Applying the Golden Circle to software development

When I was a young and impressionable software developer (1998), the slogan of the year was “the code is the documentation”. This essentially meant that comments, and (inline) code comments in particular, were a sign of bad code. The reasoning was (and still is) that if you can’t articulate your ideas clear enough in source code, adding additional text won’t rescue your communication. “Communication” is the conveying of what you want to accomplish with your code towards two listeners: the computer and the next human that works with your code. The computer is often the easier part, because it just does as it is told without interpretation.

Some years later (2004), Jeff Atwood, the author of the influential codinghorror blog, still condemns most of the comments we could find in contemporary source code. But there is more nuance than just “comments are bad” and it is cleared up later (2006) that there is a difference in what should be expressed in source code and what should be expressed in comments. Yes, you should write comments, but the “right kind”.

According to Jeff Atwood, the source code contains the “how”. It tells the story in all its details for the next human and the computer. The comments, on the other hand, are not intended for the computer and shouldn’t contain details. They should contain the “why”, the high-level picture and the motivation behind the specific “how” that we find.

The code tells you how, the comments tell you why” (2006) is a great way to describe the expected content of both “layers”.

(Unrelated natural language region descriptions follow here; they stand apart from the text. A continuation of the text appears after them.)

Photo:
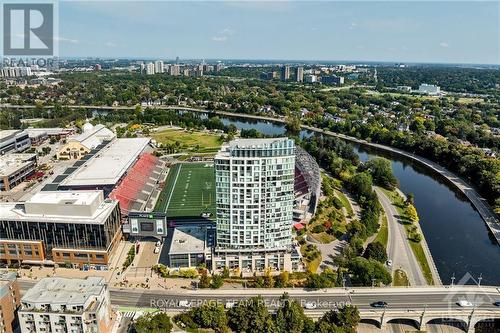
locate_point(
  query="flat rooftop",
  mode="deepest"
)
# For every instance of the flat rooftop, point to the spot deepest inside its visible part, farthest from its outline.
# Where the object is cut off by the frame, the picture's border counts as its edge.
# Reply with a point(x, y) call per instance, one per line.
point(63, 291)
point(78, 207)
point(10, 163)
point(190, 239)
point(108, 165)
point(65, 197)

But my feeling was (and still is) that something is missing in that description. My programs aren’t just code and comments, there are more things that I try to tell my story with. And just a few weeks ago, I had a sudden idea that I might be able to describe what that missing piece could be. It is just an idea and the puzzle probably is still missing pieces, but it feels “right” enough that I want to write this blog post to discuss the idea. But I need to talk about something else first.

In 2009, Simon Sinek presents the Golden Circle to the world. The TED talk is probably the most energetic piece of explanation in human history. The Golden Circle is “the world’s simplest idea”, defining three layers of “clarity” to actions:

  • What: The “lowest” level, meaning that every person knows “what they are doing”.
  • How: The “intermediate” level. Some people know “how they do it”. They explicitly choose their method of doing and can reason about it.
  • Why: The “highest” level. According to Simon Sinek, only a few people know “why they do it”. He talks about “purpose, cause and belief”.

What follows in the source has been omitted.